Единственная заслуга Врубеля в деле искусства: некоторая способность довольно красивой, красочной и даже своеобразной орнаментации из листьев, цветов, веточек и гирлянд. Он проявил ее местами на стенах Владимирского собора в Киеве, но даже и тут он поминутно нарушает, что придумает хорошего, вопиющими скачками нелепости и безобразия.
Из числа новейших декадентов г. Малявин отличается большою стойкостью, упорством и верностью самому себе. Еще учеником Академии художеств, еще в классе у Репина, он выразил великую любовь свою к яркой, блистающей красной краске и к колоритным эффектам, достигаемым при ее помощи. Дальше этого он никуда не пошел. Все его этюды, эскизы и портреты полны этой блестящей красной краски. Первая картина его: «Три бабы», получила кое-где известность, но никаких особенных качеств, кроме полного неразумия, она не выказала. Нынче на выставке у него опять такие же красные смеющиеся бабы. Блестящие, но совершенно скудные и нищенские по смыслу и содержанию. Есть некоторая правдивость и интерес в лицах, в глазах (особливо у крайней левой бабы), но как все у Малявина бедно и ничтожно! Какой же это художник, совершенно ограниченный? Заметим, что когда этот живописец решался писать без красной краски и без красных эффектов, он испытывал всегда до сих пор полный провал (портреты Репина и несколько других мужских фигур, вышедших у него какими-то театральными «испанцами» старых времен).
Картины г. Бакста на декадентской выставке — ужасны. Его товарищи, внутри своей декадентской мышеловки, восхищаются им и ожидают от него великих деяний, но для тех, кто еще в мышеловку не попал и на свободе обладает здравым смыслом, его картины нынешней выставки — словно листки из забавной иллюстрированной французской книги «Les animaux peinst par eux-mêmes»: там все фигуры-собаки, обезьяны, раки, птицы, рыбы, но в человечьем платье и в человечьих делах.
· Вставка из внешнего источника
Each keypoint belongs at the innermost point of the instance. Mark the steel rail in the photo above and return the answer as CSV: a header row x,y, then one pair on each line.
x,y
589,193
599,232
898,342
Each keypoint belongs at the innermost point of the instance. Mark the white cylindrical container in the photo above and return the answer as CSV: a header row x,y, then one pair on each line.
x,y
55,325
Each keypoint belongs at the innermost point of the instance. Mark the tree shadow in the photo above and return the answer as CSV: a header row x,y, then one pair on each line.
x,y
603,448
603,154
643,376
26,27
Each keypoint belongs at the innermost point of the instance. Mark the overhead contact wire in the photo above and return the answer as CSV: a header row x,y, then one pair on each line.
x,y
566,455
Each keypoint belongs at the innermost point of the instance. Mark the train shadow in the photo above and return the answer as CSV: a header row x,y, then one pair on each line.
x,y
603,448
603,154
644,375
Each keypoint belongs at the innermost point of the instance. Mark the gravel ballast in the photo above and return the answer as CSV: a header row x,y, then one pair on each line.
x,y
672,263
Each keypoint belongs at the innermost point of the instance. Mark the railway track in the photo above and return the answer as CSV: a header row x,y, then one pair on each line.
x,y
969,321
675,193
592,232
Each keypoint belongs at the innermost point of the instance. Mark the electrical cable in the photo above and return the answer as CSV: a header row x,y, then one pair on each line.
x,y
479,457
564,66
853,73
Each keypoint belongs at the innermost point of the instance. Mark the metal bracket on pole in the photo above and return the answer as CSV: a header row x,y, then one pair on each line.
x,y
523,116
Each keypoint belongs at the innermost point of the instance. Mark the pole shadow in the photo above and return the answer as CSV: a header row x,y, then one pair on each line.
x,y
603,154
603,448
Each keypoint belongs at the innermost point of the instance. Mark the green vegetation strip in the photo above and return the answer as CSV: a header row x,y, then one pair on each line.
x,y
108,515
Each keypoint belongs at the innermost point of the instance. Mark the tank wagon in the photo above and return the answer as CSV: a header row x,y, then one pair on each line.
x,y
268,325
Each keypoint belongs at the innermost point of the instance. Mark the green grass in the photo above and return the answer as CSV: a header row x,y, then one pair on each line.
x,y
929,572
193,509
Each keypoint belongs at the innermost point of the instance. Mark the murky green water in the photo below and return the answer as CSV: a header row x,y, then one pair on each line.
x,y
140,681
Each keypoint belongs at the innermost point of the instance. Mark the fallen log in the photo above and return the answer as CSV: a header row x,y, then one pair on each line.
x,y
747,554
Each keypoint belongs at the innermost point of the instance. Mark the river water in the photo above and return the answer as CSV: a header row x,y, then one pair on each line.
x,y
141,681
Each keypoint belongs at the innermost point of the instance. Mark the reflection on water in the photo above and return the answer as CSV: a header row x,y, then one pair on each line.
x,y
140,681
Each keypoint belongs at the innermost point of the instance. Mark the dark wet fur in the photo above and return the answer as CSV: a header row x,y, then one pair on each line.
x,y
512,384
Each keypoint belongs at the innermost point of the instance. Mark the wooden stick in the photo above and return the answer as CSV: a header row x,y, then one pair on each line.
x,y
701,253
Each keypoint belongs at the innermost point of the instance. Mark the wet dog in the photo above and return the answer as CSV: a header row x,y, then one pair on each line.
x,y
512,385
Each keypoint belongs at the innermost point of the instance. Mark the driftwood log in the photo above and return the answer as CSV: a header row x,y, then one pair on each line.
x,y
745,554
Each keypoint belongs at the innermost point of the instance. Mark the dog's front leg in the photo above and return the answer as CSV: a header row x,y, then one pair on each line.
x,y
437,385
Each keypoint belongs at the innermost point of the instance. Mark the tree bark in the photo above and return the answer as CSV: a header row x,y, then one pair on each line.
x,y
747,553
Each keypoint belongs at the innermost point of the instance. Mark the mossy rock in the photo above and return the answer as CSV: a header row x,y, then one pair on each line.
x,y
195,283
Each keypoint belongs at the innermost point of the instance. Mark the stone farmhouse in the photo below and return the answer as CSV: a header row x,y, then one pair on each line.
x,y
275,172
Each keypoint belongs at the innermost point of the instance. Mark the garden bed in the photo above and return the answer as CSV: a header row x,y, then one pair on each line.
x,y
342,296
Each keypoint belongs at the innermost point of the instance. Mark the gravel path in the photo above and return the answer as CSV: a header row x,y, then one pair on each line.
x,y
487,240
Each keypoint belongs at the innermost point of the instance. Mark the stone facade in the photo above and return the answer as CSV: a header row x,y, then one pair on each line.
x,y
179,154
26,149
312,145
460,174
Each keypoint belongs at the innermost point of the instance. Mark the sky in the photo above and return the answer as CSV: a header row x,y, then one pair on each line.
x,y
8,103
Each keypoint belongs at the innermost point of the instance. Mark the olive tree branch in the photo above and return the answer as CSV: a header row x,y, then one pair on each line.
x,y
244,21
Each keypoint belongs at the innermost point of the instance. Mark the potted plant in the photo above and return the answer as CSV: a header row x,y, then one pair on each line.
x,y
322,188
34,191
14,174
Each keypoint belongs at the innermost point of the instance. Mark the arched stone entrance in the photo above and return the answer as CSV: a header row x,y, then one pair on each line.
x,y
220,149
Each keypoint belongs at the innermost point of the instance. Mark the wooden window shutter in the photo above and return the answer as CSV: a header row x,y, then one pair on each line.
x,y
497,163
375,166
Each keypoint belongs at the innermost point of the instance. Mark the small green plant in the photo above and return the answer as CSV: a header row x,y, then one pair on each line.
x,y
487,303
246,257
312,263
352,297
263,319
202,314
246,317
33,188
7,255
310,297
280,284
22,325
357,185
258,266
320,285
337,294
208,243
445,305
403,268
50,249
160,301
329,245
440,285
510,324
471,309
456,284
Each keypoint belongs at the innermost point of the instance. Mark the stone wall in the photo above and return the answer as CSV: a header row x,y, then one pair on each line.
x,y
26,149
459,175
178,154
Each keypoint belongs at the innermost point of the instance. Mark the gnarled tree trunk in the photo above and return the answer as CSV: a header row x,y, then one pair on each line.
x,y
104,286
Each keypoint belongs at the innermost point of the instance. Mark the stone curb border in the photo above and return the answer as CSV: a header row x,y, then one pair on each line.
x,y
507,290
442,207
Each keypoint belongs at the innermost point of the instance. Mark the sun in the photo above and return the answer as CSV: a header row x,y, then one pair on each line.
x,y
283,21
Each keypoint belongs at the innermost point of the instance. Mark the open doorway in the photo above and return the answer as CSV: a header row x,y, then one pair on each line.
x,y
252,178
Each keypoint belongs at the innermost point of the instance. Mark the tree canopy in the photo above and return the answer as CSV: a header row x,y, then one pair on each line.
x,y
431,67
В нынешних своих композициях г. Бакст взял себе задачей — кошку. Всего удивительнее у него вышла картина «Ужин». Сидит у стола кошка в дамском платье; ее мордочка в виде круглой тарелки, в каком-то рогатом головном уборе; тощие лапы в дамских рукавах протянуты к столу, но она сама смотрит в сторону, словно поставленные перед нею блюда не по вкусу, а ей надо стащить что-нибудь другое на стороне; талия ее, весь склад и фигура — кошачьи, такие же противные, как у английского ломаки и урода Бердслея. Невыносимая вещь! Костюмы же его для античной драмы «Ипполит» представляют всего лишь очень плохо нарисованные экстракты из обыкновенных костюмных прописей.